The Age Old Question: East vs West
July 13, 2008 · Print This Article
As many of you know, I am an east coast guy (although I would leave you all for a job in the bay area .. sorry) and I am always looking for other’s insights into the differences between the startup scene between the east and west coasts. The other day, I came across another great piece written by Tim Marman, co-founder of Notches, on CenterNetworks called “Here’s Why You Shouldn’t Start a Tech Company in Silicon Valley“.
Tim brought up many great points to include:
Money
The more relevant piece is that there is more early stage capital available. The area is stock full of entrepreneurs with previous successes willing to pump that money into potentially new successes. But there’s also a dark side to this. First, Silicon Valley is one of the most expensive places around - and if you factor in the need for a car (or two, if you’re a married couple and work in different place) and so on, it can even be more expensive than New York (which is usually one of the biggest knocks on our beloved city). Contrast this to raising a small friends and family round in Austin, Pittsburgh, or Colorado – you may have less available cash, but talent and office space (by far the two biggest drains) are a small fraction of what they are in NYC or Silicon Valley.
Talent
Again, though, that doesn’t mean that there isn’t great technical talent elsewhere. The cities I mentioned before - Pittsburgh, Austin, Boulder - all have great engineering programs producing local, young talent.
There has been a lot of talk about talent. What I think is interesting as noted in another one of my posts is the fact that talent is really scarce in the valley. Not only that, but the talent there is a little jaded as well. Everyone is out for the quick hit, come on and get your options and hope they make it big. Not that we all don’t want to make it big, sometimes you need talent to be with you for the long haul, and I think that you find that more outside the valley.
Tim makes some other great observations but the one I thought was most important was to “Avoid the Echo Chamber”
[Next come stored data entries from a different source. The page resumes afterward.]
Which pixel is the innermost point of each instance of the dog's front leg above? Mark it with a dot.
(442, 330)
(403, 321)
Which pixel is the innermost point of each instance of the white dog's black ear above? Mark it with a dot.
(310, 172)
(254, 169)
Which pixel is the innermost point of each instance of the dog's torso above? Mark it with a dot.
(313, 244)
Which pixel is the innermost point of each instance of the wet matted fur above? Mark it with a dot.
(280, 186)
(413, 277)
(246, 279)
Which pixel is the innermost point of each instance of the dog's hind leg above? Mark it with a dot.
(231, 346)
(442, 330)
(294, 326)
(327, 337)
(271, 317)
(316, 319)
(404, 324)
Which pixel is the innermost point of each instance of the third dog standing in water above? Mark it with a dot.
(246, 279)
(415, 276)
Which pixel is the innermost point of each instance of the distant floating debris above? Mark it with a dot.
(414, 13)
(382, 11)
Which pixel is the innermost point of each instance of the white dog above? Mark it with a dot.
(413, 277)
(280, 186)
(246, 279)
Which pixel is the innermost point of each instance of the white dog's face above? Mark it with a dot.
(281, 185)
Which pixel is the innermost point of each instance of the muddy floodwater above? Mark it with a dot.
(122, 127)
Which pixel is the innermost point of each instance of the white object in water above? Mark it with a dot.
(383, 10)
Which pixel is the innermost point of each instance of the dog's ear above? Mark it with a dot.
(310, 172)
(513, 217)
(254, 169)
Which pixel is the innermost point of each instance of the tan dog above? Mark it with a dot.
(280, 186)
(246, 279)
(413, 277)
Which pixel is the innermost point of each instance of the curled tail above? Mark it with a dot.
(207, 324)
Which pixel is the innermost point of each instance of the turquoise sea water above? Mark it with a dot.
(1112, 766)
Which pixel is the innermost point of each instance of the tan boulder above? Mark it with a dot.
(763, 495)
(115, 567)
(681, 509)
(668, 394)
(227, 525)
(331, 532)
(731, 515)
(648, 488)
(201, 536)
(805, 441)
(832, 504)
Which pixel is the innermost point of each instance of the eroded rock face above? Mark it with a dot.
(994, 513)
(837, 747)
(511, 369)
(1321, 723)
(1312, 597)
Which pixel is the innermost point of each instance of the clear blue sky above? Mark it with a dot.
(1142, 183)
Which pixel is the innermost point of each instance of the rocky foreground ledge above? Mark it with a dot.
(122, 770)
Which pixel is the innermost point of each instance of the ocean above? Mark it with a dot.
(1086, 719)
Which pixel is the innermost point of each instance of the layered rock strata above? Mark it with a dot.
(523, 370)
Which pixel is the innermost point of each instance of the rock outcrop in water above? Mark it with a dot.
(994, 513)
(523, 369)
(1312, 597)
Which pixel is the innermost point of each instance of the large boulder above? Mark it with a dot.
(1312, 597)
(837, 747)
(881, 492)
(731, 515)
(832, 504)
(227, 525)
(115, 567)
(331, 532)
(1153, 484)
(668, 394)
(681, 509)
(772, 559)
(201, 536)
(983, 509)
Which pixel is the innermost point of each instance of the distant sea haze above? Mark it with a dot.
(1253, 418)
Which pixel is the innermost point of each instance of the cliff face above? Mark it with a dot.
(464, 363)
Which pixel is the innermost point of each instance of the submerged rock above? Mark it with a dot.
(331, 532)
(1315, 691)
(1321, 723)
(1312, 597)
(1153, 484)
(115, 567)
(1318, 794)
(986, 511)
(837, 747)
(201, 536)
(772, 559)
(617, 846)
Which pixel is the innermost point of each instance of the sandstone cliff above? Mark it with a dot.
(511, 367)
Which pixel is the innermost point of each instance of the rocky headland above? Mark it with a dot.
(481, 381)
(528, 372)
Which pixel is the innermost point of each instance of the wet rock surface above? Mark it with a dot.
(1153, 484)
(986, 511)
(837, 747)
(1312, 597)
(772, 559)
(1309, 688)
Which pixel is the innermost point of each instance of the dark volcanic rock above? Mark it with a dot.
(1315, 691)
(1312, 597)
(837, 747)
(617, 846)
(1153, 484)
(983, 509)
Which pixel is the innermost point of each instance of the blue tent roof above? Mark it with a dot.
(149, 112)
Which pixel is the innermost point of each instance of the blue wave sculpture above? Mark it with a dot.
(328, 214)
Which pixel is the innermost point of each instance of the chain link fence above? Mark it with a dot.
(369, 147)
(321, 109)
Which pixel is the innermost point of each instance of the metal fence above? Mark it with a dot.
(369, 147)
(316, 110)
It’s really no secret that the tech community – and Silicon Valley especially, it seems – are huge echo chambers.
I think this is a really important point and a trap that many of us may fall into. As we have seen in the local DC area, we have fallen into a dual ecosystem noted in a recent Washington Post article. We tend to circulate inside our own ecosystem without venturing out to get a broader view of the scene as a whole. Peter Corbett of iStragegyLabs is looking to help mitigate this with the Twin Tech event coming up this week in DC. We need to remember that a better gauge of our ideas can be gotten outside the chamber we have created.